Mitteilung von Blackwater vom 16. Oktober
Der oberste Kommandeur der Royal Navy in der Golfregion - Keith Winstanley - hat nach Angaben des Telegraph Reeder sogar dazu aufgefordert, solche Dienste in Anspruch zu nehmen. Vor diesem Hintergrund bekommt aktuelle Analyse des niederländischen Hague Center for Strategic Studies eine besondere Bedeutung. Analyst Theodorus Niemeijer mahnt: „Allen Piraterie-Statistiken ist zu misstrauen.“ Aus Versicherungsgründen seien immer wieder Zahlen manipuliert, Überfälle nicht registriert bzw. im Gegenteil besonders penibel jede Form der Attacke gemeldet worden.
Gerade in diesen Tagen kann diese Warnung nicht oft genug wiederholt werden. Denn mit nur vermeintlich neutralen Zahlen wird zur Zeit argumentiert, um Entscheidungen über Militäreinsätze herbeizuführen. Dr. Kieling von Thyssen Krupp Marine Systems bestätigte dieses Phänomen auf der internationalen Fachkonferenz Maritime Security and Defence international (MS&D) Ende September in Hamburg. Er wies das Fachpublikum darauf hin, dass es die meisten Piratenüberfälle mitnichten jetzt gebe, sondern dass diese zwischen 2000 und 2003 stattgefunden hätten.
Erster EU Marine-Einsatz im Ausland: Operation Navco
Das Europäische Parlament hat am 23. Oktober einer Resolution zugestimmt, in der der Einsatz von Kriegsschiffen gegen Piraten vor Somalias Küste befürwortet wird. Die Einzelheiten der Operation Navco werden am Montag durch die EU-Verteidigungsminister beschlossen.
Dies ist der erste Schritt für den ersten maritimen EU-Militäreinsatz überhaupt. Nach Angaben der BBC ist der Einsatz vor Somalia möglicherweise nur der Anfang für weitere in anderen Regionen. China, Vietnam und Libyen hätten dies bislang allerdings verhindert. Das könnte eine weitere Erklärung für die Blackwater-Pläne sein.
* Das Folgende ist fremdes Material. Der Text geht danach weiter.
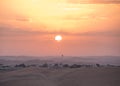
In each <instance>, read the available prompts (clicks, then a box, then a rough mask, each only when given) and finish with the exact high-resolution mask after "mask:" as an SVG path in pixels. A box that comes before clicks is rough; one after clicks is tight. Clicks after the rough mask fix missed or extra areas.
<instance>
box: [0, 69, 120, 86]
mask: <svg viewBox="0 0 120 86" xmlns="http://www.w3.org/2000/svg"><path fill="white" fill-rule="evenodd" d="M0 86H120V68H79V69H70V68H68V69H67V68H66V69H48V68H37V67H31V68H24V69H20V70H15V71H10V72H1V73H0Z"/></svg>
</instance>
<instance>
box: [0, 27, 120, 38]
mask: <svg viewBox="0 0 120 86" xmlns="http://www.w3.org/2000/svg"><path fill="white" fill-rule="evenodd" d="M54 34H55V35H56V34H61V35H67V36H115V37H120V30H117V29H116V30H109V31H108V30H107V31H89V32H81V33H80V32H78V33H72V32H67V31H47V30H43V29H41V30H39V31H30V30H23V29H20V28H11V27H8V26H0V36H1V37H6V36H9V37H13V36H33V35H54Z"/></svg>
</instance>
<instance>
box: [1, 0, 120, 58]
mask: <svg viewBox="0 0 120 86" xmlns="http://www.w3.org/2000/svg"><path fill="white" fill-rule="evenodd" d="M119 2H120V1H119V0H0V55H33V56H34V55H35V56H36V55H37V56H56V55H60V54H64V55H67V56H71V55H72V56H81V55H87V56H88V55H120V4H119ZM58 34H59V35H61V36H62V37H63V40H62V41H61V42H56V41H55V40H54V37H55V36H56V35H58Z"/></svg>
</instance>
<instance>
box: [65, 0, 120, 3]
mask: <svg viewBox="0 0 120 86" xmlns="http://www.w3.org/2000/svg"><path fill="white" fill-rule="evenodd" d="M67 1H68V3H74V4H83V3H86V4H102V3H103V4H120V0H67Z"/></svg>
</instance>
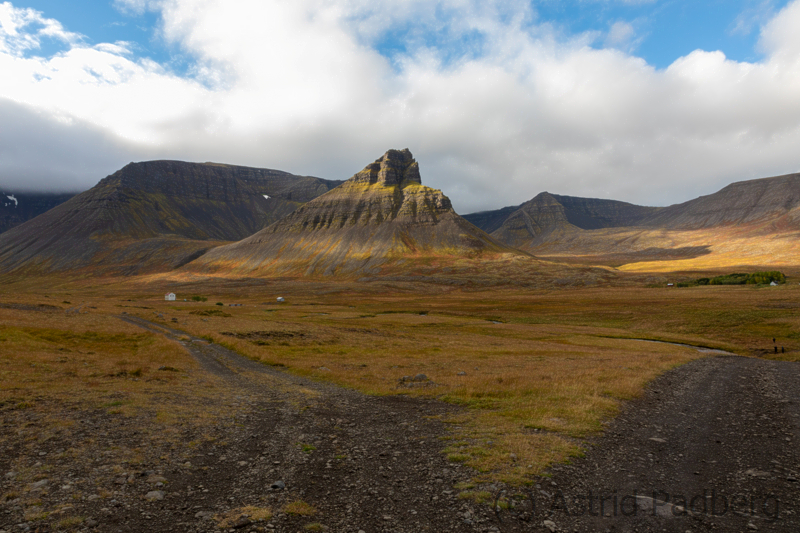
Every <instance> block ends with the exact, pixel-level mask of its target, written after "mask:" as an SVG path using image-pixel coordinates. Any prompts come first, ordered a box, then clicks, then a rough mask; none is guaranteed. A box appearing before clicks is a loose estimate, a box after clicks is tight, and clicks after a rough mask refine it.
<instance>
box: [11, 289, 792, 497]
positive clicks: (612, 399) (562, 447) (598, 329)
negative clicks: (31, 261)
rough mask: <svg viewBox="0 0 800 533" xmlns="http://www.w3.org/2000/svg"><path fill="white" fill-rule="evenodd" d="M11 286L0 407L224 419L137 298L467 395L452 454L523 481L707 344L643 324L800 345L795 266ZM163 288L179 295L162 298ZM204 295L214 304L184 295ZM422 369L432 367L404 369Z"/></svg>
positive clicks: (326, 379)
mask: <svg viewBox="0 0 800 533" xmlns="http://www.w3.org/2000/svg"><path fill="white" fill-rule="evenodd" d="M0 290H2V295H0V407H2V409H6V410H15V411H20V412H24V411H36V410H39V411H40V414H41V417H42V420H45V421H47V422H48V423H44V424H43V426H44V429H41V428H40V429H39V430H37V432H35V433H34V435H35V437H32V438H39V439H41V438H46V437H47V432H48V431H51V432H52V431H59V430H61V429H63V428H62V426H69V424H71V423H72V422H70V420H69V419H66V418H63V417H60V418H56V419H53V420H48V419H47V411H48V410H51V409H52V406H53V405H55V404H58V405H64V406H68V407H69V408H71V409H74V410H87V409H88V410H106V411H112V412H114V413H117V414H119V415H121V416H124V417H128V418H130V419H131V420H138V423H140V424H141V425H142V427H147V428H148V429H147V431H150V432H152V433H153V435H159V436H162V437H164V438H170V435H173V436H174V437H173V438H175V439H178V438H179V434H180V428H181V427H185V426H186V425H193V426H196V427H202V426H203V424H208V423H211V422H216V421H219V420H221V419H224V418H225V416H226V415H225V412H226V406H227V405H229V404H230V402H231V401H232V397H233V396H234V395H235V393H236V391H230V390H226V389H225V388H224V387H223V386H222V385H221V384H220V383H219V382H217V381H216V380H215V379H214V378H213V377H212V376H210V375H206V374H205V373H204V372H203V371H202V370H201V369H199V368H198V366H197V364H196V363H195V362H194V361H193V360H192V358H191V357H190V356H189V355H188V354H187V353H186V352H185V350H184V349H183V348H182V347H181V346H180V345H178V344H176V343H174V342H171V341H168V340H166V339H164V338H162V337H160V336H158V335H155V334H152V333H150V332H147V331H144V330H141V329H138V328H136V327H134V326H132V325H130V324H127V323H125V322H123V321H121V320H119V319H118V318H116V316H117V315H120V314H121V313H123V312H126V313H128V314H131V315H137V316H140V317H142V318H145V319H148V320H152V321H156V322H161V323H164V324H168V325H170V326H171V327H175V328H178V329H182V330H184V331H186V332H188V333H191V334H194V335H197V336H204V337H206V338H208V339H209V340H213V341H214V342H217V343H220V344H223V345H225V346H227V347H229V348H232V349H234V350H236V351H237V352H239V353H241V354H243V355H246V356H247V357H250V358H252V359H255V360H259V361H262V362H264V363H265V364H269V365H278V366H281V367H285V368H286V369H287V370H288V371H290V372H295V373H298V374H301V375H304V376H308V377H309V378H312V379H318V380H327V381H331V382H334V383H337V384H339V385H342V386H345V387H350V388H353V389H357V390H360V391H363V392H365V393H367V394H379V395H385V394H405V395H412V396H420V397H429V398H437V399H440V400H443V401H446V402H451V403H454V404H457V405H461V406H464V408H465V409H464V411H463V414H462V415H459V416H456V417H454V418H453V419H452V420H450V422H451V425H450V427H451V433H450V436H449V437H448V441H447V443H446V453H447V454H448V455H449V457H450V459H451V460H453V461H462V462H466V463H467V464H469V465H471V466H474V467H475V468H476V469H478V471H479V472H480V474H479V479H485V480H488V479H501V480H505V481H509V482H516V483H520V482H525V481H526V480H529V479H531V476H532V475H534V474H537V473H540V472H542V471H543V469H544V468H545V467H546V466H547V465H548V464H549V463H550V462H552V461H559V460H565V459H568V457H569V456H570V455H574V454H579V453H581V448H582V447H583V446H584V443H585V441H584V439H586V438H587V437H590V436H592V435H596V434H598V433H599V432H601V431H602V429H603V426H604V422H606V421H607V420H609V419H610V418H611V417H613V416H614V415H615V413H616V412H617V411H618V409H619V407H620V405H621V402H623V401H624V400H628V399H631V398H634V397H636V396H637V395H639V394H640V393H641V392H642V390H643V388H644V387H645V386H646V384H647V382H648V381H650V380H651V379H653V378H654V377H655V376H657V375H658V374H660V373H663V372H664V371H666V370H667V369H669V368H672V367H674V366H676V365H680V364H683V363H686V362H688V361H690V360H692V359H695V358H697V357H703V356H704V355H703V354H702V353H700V352H699V351H697V350H695V349H692V348H686V347H681V346H674V345H670V344H658V343H649V342H642V341H641V340H635V339H651V340H662V341H670V342H678V343H686V344H692V345H696V346H705V347H711V348H717V349H723V350H727V351H731V352H734V353H737V354H740V355H746V356H759V357H777V358H783V359H787V360H800V328H799V327H798V326H800V286H798V284H797V280H796V279H794V278H790V279H789V282H788V283H787V284H786V285H783V286H780V287H756V286H737V287H725V286H706V287H693V288H681V289H666V288H663V287H658V288H656V287H647V286H646V279H645V278H644V277H638V278H634V277H631V278H630V279H627V280H625V281H624V283H620V284H619V285H617V286H611V285H605V286H599V287H590V288H569V289H542V288H517V287H509V286H499V287H492V288H471V289H464V288H460V287H458V286H455V287H454V286H452V285H442V284H435V283H413V282H402V283H401V282H391V283H390V282H381V281H373V282H361V283H358V282H338V283H337V282H323V281H309V280H305V281H295V280H254V279H250V280H238V281H231V280H223V279H218V278H194V279H193V280H192V281H191V282H188V281H186V280H178V279H169V278H168V277H165V276H151V277H147V278H131V279H114V278H109V279H85V280H72V281H70V282H62V281H59V280H57V279H36V280H28V281H26V280H16V281H12V282H10V283H6V284H5V285H3V289H0ZM167 291H173V292H176V293H177V295H178V300H179V301H176V302H166V301H164V297H163V295H164V293H165V292H167ZM192 296H202V297H204V298H207V301H205V302H193V301H186V302H184V301H182V300H183V299H184V298H185V299H187V300H190V299H191V297H192ZM277 296H283V297H285V298H286V302H285V303H283V304H278V303H276V297H277ZM217 302H219V303H222V304H223V305H216V304H217ZM232 303H236V304H241V306H236V307H231V306H230V305H229V304H232ZM40 305H45V306H52V307H36V306H40ZM773 338H775V339H776V344H773V341H772V339H773ZM775 345H777V346H778V347H781V346H782V347H783V348H784V350H785V353H779V354H777V355H776V354H775V353H774V346H775ZM779 350H780V348H779ZM159 368H161V370H159ZM417 374H425V375H426V376H427V378H429V379H428V381H423V382H408V381H405V382H404V381H401V380H402V378H403V377H404V376H415V375H417ZM48 424H49V425H48ZM60 428H61V429H60ZM67 429H68V428H67ZM0 439H2V437H0ZM0 446H2V442H0Z"/></svg>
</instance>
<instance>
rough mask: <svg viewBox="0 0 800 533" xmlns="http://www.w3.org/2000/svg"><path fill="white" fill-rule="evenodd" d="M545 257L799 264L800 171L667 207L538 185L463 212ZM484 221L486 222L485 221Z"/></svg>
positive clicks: (697, 268)
mask: <svg viewBox="0 0 800 533" xmlns="http://www.w3.org/2000/svg"><path fill="white" fill-rule="evenodd" d="M465 218H467V219H468V220H476V221H478V222H482V223H487V222H490V223H491V224H492V226H487V227H492V228H494V229H492V231H491V235H492V236H493V237H495V238H496V239H497V240H499V241H501V242H503V243H504V244H506V245H508V246H514V247H517V248H519V249H521V250H525V251H527V252H529V253H532V254H534V255H536V256H537V257H539V258H542V259H550V260H555V261H563V262H573V263H582V264H595V265H607V266H614V267H623V265H625V266H624V268H625V269H636V270H648V269H649V270H671V269H704V268H721V267H725V268H727V267H729V266H735V265H756V266H757V265H764V266H770V265H772V266H787V265H796V264H797V262H798V261H797V259H796V258H797V257H800V244H798V243H800V240H799V239H798V237H800V174H789V175H785V176H777V177H772V178H762V179H757V180H749V181H741V182H736V183H732V184H731V185H728V186H727V187H724V188H723V189H721V190H720V191H718V192H716V193H714V194H710V195H707V196H701V197H699V198H696V199H694V200H690V201H687V202H684V203H681V204H676V205H672V206H669V207H643V206H637V205H632V204H628V203H625V202H617V201H613V200H596V199H588V198H577V197H570V196H559V195H556V194H550V193H541V194H539V195H537V196H536V197H535V198H533V199H532V200H530V201H528V202H526V203H524V204H522V205H520V206H516V208H515V209H514V208H503V209H500V210H497V211H490V212H483V213H475V214H472V215H467V216H466V217H465ZM484 221H487V222H484Z"/></svg>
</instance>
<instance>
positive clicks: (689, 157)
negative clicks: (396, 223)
mask: <svg viewBox="0 0 800 533" xmlns="http://www.w3.org/2000/svg"><path fill="white" fill-rule="evenodd" d="M0 5H2V6H3V7H5V8H6V9H7V10H8V8H9V6H10V4H8V3H5V4H0ZM117 5H118V6H119V7H120V8H121V9H129V10H131V11H136V12H143V11H144V10H154V11H157V12H158V13H159V17H160V21H161V22H160V27H159V29H158V32H159V35H160V36H161V38H162V39H163V40H164V41H165V42H166V43H168V44H169V45H170V46H172V47H175V49H177V50H178V51H179V53H181V54H183V55H184V56H185V57H188V58H191V62H192V67H191V68H190V69H189V73H188V74H187V75H177V74H175V73H173V72H171V71H170V70H169V69H168V68H167V67H165V66H163V65H160V64H157V63H155V62H153V61H151V60H148V59H146V58H139V57H137V56H136V53H135V50H133V51H132V48H131V46H130V45H127V44H125V43H107V44H103V45H98V46H93V47H90V46H86V45H84V44H82V43H81V41H80V40H73V41H70V46H69V48H68V49H67V50H65V51H63V52H61V53H59V54H56V55H54V56H52V57H47V58H44V57H26V56H25V55H24V54H22V55H21V54H20V53H18V52H13V51H12V48H4V49H2V50H0V72H4V73H6V72H7V73H9V75H8V76H3V77H2V78H0V96H4V97H5V98H7V99H9V100H12V101H14V102H17V103H18V104H20V105H23V106H25V109H28V110H29V111H30V110H35V112H36V113H37V114H38V115H37V116H39V117H40V118H42V117H55V118H48V120H50V121H51V122H52V121H53V120H56V121H57V117H62V116H69V117H72V118H71V120H74V121H78V122H79V123H80V124H83V125H84V126H87V127H88V126H91V128H90V129H91V131H93V132H94V134H97V135H101V134H102V136H106V137H105V138H107V139H113V142H112V141H109V142H111V144H112V145H113V146H114V147H115V148H114V149H115V150H118V152H113V150H112V152H113V153H118V154H119V157H120V158H122V159H126V158H127V156H126V157H123V155H126V154H134V155H136V154H141V157H167V158H171V159H187V160H199V161H209V160H213V161H220V162H228V163H235V164H244V165H253V166H265V167H270V168H279V169H282V170H288V171H290V172H295V173H298V174H310V175H318V176H322V177H327V178H338V179H341V178H347V177H349V176H350V175H352V174H353V173H355V172H356V171H358V170H360V169H361V168H362V167H363V166H364V165H365V164H366V163H367V162H369V161H371V160H373V159H375V158H376V157H378V156H379V155H381V154H382V153H383V152H384V151H385V150H386V149H388V148H405V147H408V148H410V149H411V150H412V152H413V153H414V154H415V156H416V157H417V159H418V160H419V161H420V165H421V170H422V176H423V181H424V182H425V183H427V184H429V185H432V186H435V187H438V188H442V189H443V190H444V192H445V193H446V194H448V195H449V196H450V197H451V198H452V200H453V203H454V205H455V206H456V208H457V210H458V211H459V212H469V211H473V210H477V209H485V208H494V207H499V206H502V205H509V204H518V203H520V202H522V201H524V200H526V199H529V198H530V197H532V196H534V195H535V194H537V193H538V192H541V191H542V190H549V191H551V192H555V193H561V194H573V195H581V196H595V197H606V198H609V197H610V198H617V199H622V200H627V201H632V202H638V203H644V204H650V205H664V204H667V203H670V202H676V201H683V200H686V199H689V198H691V197H693V196H696V195H699V194H707V193H709V192H713V191H714V190H716V189H718V188H720V187H722V186H724V185H725V184H727V183H729V182H730V181H732V180H736V179H745V178H755V177H763V176H766V175H771V174H777V173H785V172H789V171H796V170H798V167H799V166H800V156H798V155H797V150H796V147H797V146H798V141H800V126H799V125H800V98H798V97H797V95H798V94H800V91H799V90H800V63H799V62H798V61H799V60H798V58H800V53H799V52H800V38H798V37H797V35H800V31H798V30H800V2H798V1H794V2H792V3H790V4H789V5H788V6H787V7H786V8H785V9H783V10H782V11H780V12H778V13H777V14H775V16H774V17H773V18H772V19H771V21H769V22H767V23H766V24H765V25H764V27H763V30H762V34H761V44H760V46H761V47H762V49H763V50H764V51H765V54H766V57H765V59H764V60H762V61H761V62H758V63H747V62H736V61H731V60H729V59H727V58H726V57H725V56H724V54H722V53H721V52H714V51H710V52H708V51H702V50H698V51H695V52H693V53H691V54H689V55H687V56H685V57H682V58H678V59H677V60H676V61H675V62H674V63H673V64H672V65H670V66H669V67H668V68H666V69H661V70H659V69H655V68H654V67H652V66H651V65H648V64H647V63H646V62H645V61H644V60H643V59H641V58H639V57H636V56H635V55H634V54H633V53H631V49H632V47H633V46H635V42H636V33H635V31H634V28H633V27H632V26H630V24H629V23H624V22H620V23H618V24H617V25H614V26H612V28H611V31H610V32H609V35H608V40H607V44H606V46H605V47H604V48H602V49H597V48H596V47H593V46H592V45H593V44H594V43H595V42H596V41H597V36H596V35H593V34H582V35H574V36H562V35H559V34H558V33H557V32H555V31H554V30H553V29H552V27H550V26H549V25H548V24H546V23H543V22H542V21H539V20H538V19H537V16H536V13H535V12H534V11H532V10H531V8H530V4H529V3H528V2H522V1H515V2H500V1H490V2H487V1H482V2H479V1H477V0H442V1H441V2H436V3H433V2H428V1H423V0H391V1H388V0H387V1H386V2H373V1H367V0H341V1H334V0H294V1H292V2H256V1H251V0H159V1H157V2H154V1H150V0H148V1H144V0H117ZM10 9H11V10H12V11H14V10H16V8H13V6H11V7H10ZM14 12H15V13H17V15H18V14H19V13H20V12H21V10H16V11H14ZM17 15H15V16H17ZM37 16H38V17H39V18H40V20H39V22H40V23H41V20H45V19H43V18H42V17H41V15H37ZM0 20H5V19H0ZM3 24H4V26H3V27H4V28H5V23H3ZM14 28H17V29H16V32H17V33H16V34H15V35H11V33H9V32H7V33H8V35H11V36H10V37H7V41H8V42H11V43H12V44H13V43H16V44H13V46H16V47H17V49H19V47H20V46H28V47H32V46H35V44H36V42H37V40H38V39H41V38H42V37H41V36H40V35H39V34H38V33H36V31H33V30H26V29H25V27H23V26H20V25H19V24H16V25H15V26H14ZM19 28H22V29H19ZM62 29H63V28H62ZM37 31H38V30H37ZM26 40H29V41H30V42H29V43H28V44H20V43H26V42H28V41H26ZM9 46H12V45H9ZM42 121H43V122H37V121H35V120H33V119H30V120H27V121H22V122H21V126H20V128H25V129H26V131H28V132H30V134H31V137H34V136H35V132H36V131H37V128H44V130H45V131H50V132H51V133H52V136H54V137H58V135H62V134H63V135H67V133H65V131H66V130H59V129H58V128H55V129H53V128H54V126H53V127H51V126H52V124H51V126H47V124H50V122H46V121H44V118H42ZM78 122H75V123H78ZM48 128H50V129H48ZM82 128H83V126H82ZM84 129H85V128H84ZM53 132H56V133H53ZM57 132H61V133H57ZM86 135H89V134H88V133H87V134H86ZM31 142H32V141H31ZM95 142H96V141H95ZM30 146H31V147H32V148H31V149H30V150H28V151H27V152H24V153H25V154H28V155H21V156H19V157H18V158H17V159H16V160H15V161H17V163H15V164H16V167H15V168H17V169H18V170H19V169H22V168H23V167H25V168H28V169H29V171H30V172H31V173H35V172H37V170H36V169H37V168H38V167H39V166H40V165H41V163H40V161H39V160H38V158H37V157H36V156H35V153H36V152H37V150H38V149H39V148H40V147H41V146H40V145H36V144H35V143H34V144H31V145H30ZM69 146H73V145H69ZM73 148H74V149H75V150H76V152H77V153H79V154H80V155H81V157H84V158H86V165H87V166H86V167H84V168H85V169H86V170H85V172H84V171H75V172H78V173H80V172H84V174H85V176H86V178H81V179H85V180H86V181H87V182H88V181H89V176H91V172H95V171H96V170H95V169H99V168H100V167H102V168H105V166H104V165H108V164H110V161H111V159H113V158H111V159H103V158H102V157H100V154H99V153H97V152H95V151H92V150H83V151H81V150H78V149H77V145H74V146H73ZM20 153H23V152H20ZM26 157H27V159H26ZM115 157H116V156H115ZM114 160H116V159H114ZM4 161H5V160H4V159H3V160H0V171H3V172H5V171H4V170H3V168H4V165H6V163H5V162H4ZM26 161H27V162H26ZM92 161H93V162H92ZM26 165H27V167H26ZM89 167H91V170H89ZM48 168H50V167H48ZM52 168H67V167H60V166H59V167H56V166H53V167H52ZM78 168H80V167H78ZM110 170H113V169H109V170H104V171H102V172H101V173H100V174H96V175H94V180H95V181H96V180H97V179H99V178H101V177H103V176H104V175H105V174H106V173H108V172H109V171H110ZM48 172H49V170H48ZM97 172H100V171H97ZM6 175H7V174H6Z"/></svg>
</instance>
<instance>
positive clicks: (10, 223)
mask: <svg viewBox="0 0 800 533" xmlns="http://www.w3.org/2000/svg"><path fill="white" fill-rule="evenodd" d="M75 194H77V193H35V192H30V193H26V192H11V191H6V192H3V193H2V194H0V233H5V232H6V231H8V230H10V229H11V228H14V227H16V226H19V225H20V224H23V223H25V222H27V221H28V220H30V219H32V218H36V217H38V216H39V215H41V214H42V213H45V212H47V211H49V210H51V209H53V208H54V207H55V206H57V205H59V204H63V203H64V202H66V201H67V200H69V199H70V198H72V197H73V196H75Z"/></svg>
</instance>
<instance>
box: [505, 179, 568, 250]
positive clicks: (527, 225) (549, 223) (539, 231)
mask: <svg viewBox="0 0 800 533" xmlns="http://www.w3.org/2000/svg"><path fill="white" fill-rule="evenodd" d="M572 227H573V226H572V224H570V222H569V219H568V218H567V214H566V210H565V209H564V206H563V205H561V204H560V203H559V202H558V200H556V198H555V197H554V196H553V195H552V194H550V193H547V192H543V193H541V194H538V195H537V196H536V197H534V198H533V199H532V200H529V201H527V202H525V203H524V204H522V205H521V206H519V209H517V210H516V211H514V212H513V213H511V215H509V216H508V218H506V219H505V221H503V223H502V224H501V225H500V227H499V228H497V229H496V230H495V231H493V232H492V237H494V238H495V239H497V240H499V241H500V242H503V243H505V244H507V245H509V246H513V247H515V248H525V247H528V246H530V244H531V243H532V242H533V241H534V240H535V239H537V238H538V237H539V236H540V235H542V234H544V233H546V232H551V231H553V230H555V229H564V228H572Z"/></svg>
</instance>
Schiff-Fahrtsexperte Niemeijer berichtete in Hamburg von einem Consultingauftrag des „Hague Centers for Strategic Studies“ für ein Unternehmen, das mit einem Schiff in das Niger Delta wollte: Besonders die Manager hätten einen „besonders verantwortungslosen großen Appetit für das Risiko gezeigt. Speziell der Projektmanager und die Verkaufsabteilung haben aus reinem Profitstreben vorhandene Risiken heruntergespielt oder ganz verneint.“ Nach Aussagen Niemeijers hätten sie keinerlei Anreiz gesehen, sich mit den Risiken zu beschäftigen. Denn eine ernsthafte Risikoanalyse hätte in deren Augen nur den Entscheidungsprozess verlangsamt, während ihr einziges Interesse darin bestanden habe, zum Geschäftsabschluss zu kommen. Das „Hague Center for Strategic Studies“ hätte dann wohl eine reine Alibifunktion gehabt. Die Hausjuristen, Risiko- und Finanzmanager hätten zwar Bedenken gehabt, aber stets nur aus dem Blickwinkel ihrer jeweiligen Abteilung. Außerdem hätten die Juristen keine Informationen preisgeben wollen, die versicherungsrelevant gewesen seien. Hauptschwierigkeit sei aber gewesen, dass keiner mit dem anderen habe reden wollen und können. Niemeijer schilderte diese drastischen Erfahrungen in den Räumen der Hamburg Messe vor 200 Marine-Repräsentanten aus 20 Ländern. Kein verantwortungsbewusster Marinekommandeur würde sich und seine Mannschaft derart verheizen lassen. Auch deshalb kommt wahrscheinlich gerade jetzt „Blackwater“ in's Spiel.
Solchen Militärdienstleistern würden Reeder vermutlich auch eher als Vertretern von Marine oder Polizeien mitteilen, wenn Waffen oder gefährlichere Güter an Bord sind. Sollen Soldaten oder Polizisten ihr Leben riskieren für Giftmüll oder radioaktive Materialien, die möglicherweise sogar illegal verschifft werden? Diese Frage muss vor einem Einsatz geklärt werden. Lloyds List hat kürzlich darauf hingewiesen, wie wichtig es wird, die Position in Bezug auf illegale Fischerei vor Somalias Küste zu klären.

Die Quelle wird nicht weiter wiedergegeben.